One way of incorporating machine learning into this process is to replace parts of the evaluation function with learned models (e.g. neural networks). What's nice about these sorts of systems is that their responses have a stronger empirical basis and, in the case of neural networks, can be very flexible in the face of totally unforeseen situations. Of course, adding in magical black boxes can create other issues, like a lack of interpretability. A common example I bring up is when you have a visual question answering system like [url=http://cloudcv.org/vqa/]this one[/url], operating on [url=
http://cloudcv.org/app/media/pictures/vqaDemo/COCO_test2014_0000004518761453763791_36.jpg]this image[/url]. We ask the system the following questions:
Q: "What game is being played?" A: Tennis (confidence 99%)
Q: "What color is the man's shirt?" A: White (confidence 25%, blue in second place with confidence 18%)
Q: "What is the sex of the person?" A: Female (confidence 65%)
Q: "Is his wife cheating on him?" A: No (confidence 96%)
In the first two cases, we get back answers that are correct, and that we can verify using the image. We can even understand why the bot thought the shirt might be blue. In the third case, the bot makes a mistake, but we can forgive it because humans are one of the least sexually dimorphic species on the planet.

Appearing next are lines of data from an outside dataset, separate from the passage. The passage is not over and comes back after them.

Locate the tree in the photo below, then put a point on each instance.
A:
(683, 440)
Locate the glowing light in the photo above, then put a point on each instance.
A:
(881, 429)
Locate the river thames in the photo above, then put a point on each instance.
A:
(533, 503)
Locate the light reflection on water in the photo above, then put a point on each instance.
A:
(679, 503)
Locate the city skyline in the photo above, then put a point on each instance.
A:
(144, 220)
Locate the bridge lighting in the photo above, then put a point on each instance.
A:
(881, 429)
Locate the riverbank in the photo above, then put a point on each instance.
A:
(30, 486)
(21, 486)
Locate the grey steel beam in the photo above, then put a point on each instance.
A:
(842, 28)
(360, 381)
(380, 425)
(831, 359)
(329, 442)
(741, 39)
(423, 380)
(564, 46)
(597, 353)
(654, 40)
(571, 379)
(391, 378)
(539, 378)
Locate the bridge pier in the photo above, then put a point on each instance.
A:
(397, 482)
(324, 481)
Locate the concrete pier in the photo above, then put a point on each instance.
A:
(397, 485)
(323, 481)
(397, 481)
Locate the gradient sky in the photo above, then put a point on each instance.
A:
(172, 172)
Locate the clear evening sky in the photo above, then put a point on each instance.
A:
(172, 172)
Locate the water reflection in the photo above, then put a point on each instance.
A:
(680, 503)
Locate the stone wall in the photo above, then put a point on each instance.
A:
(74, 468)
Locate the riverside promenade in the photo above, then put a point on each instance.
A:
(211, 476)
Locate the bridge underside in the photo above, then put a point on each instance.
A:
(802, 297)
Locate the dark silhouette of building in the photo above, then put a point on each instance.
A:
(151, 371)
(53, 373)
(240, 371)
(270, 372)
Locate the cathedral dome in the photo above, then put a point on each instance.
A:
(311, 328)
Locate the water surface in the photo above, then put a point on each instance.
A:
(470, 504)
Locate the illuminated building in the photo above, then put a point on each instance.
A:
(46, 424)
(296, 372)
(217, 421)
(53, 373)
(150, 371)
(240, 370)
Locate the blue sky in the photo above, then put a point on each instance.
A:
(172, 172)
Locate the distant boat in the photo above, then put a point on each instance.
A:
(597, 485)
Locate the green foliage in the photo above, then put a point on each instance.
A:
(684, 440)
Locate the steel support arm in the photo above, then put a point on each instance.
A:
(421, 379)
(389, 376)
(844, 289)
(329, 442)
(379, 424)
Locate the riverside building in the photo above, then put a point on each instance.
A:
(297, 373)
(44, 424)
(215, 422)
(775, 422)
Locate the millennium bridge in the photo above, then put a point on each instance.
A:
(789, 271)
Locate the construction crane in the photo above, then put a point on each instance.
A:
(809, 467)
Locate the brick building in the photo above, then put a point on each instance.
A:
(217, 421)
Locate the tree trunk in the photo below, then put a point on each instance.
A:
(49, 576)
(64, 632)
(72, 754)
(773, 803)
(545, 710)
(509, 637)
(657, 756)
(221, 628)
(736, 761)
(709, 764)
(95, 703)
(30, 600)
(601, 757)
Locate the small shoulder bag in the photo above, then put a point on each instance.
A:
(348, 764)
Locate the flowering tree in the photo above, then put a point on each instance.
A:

But why is the bot so sure that the tennis player's wife is faithful to him? He's always away at tournaments, all he thinks about is improving his game and not his relationship, and she feels oppressed always standing in the shadow of his success. We don't know why the bot is so convinced that she'd be happy in such a terrible relationship. On the bright side, at least it was able to respond with an answer to a question that it was never asked before. That shows flexibility... even if sometimes we don't get interpretability.
---
I need to go back and finish fixing that memory issue with the image generator training process, but it might have to wait. I have a 10 AM meeting tomorrow with someone who has come to give a lecture, a 1:30 PM meeting with an economist interested in doing population projections for our state, and a 3 PM meeting with my team. I have some preparations to make. Oh, and I just got word that another one of my papers was accepted for publication in an international journal, so I have to go celebrate.
But I promise I will return to it! And I'll release all the code needed to do the image generation on your own (including the most recent trained model).
P.S. I hear that AlphaGo lost a round against its human opponent. Interesting!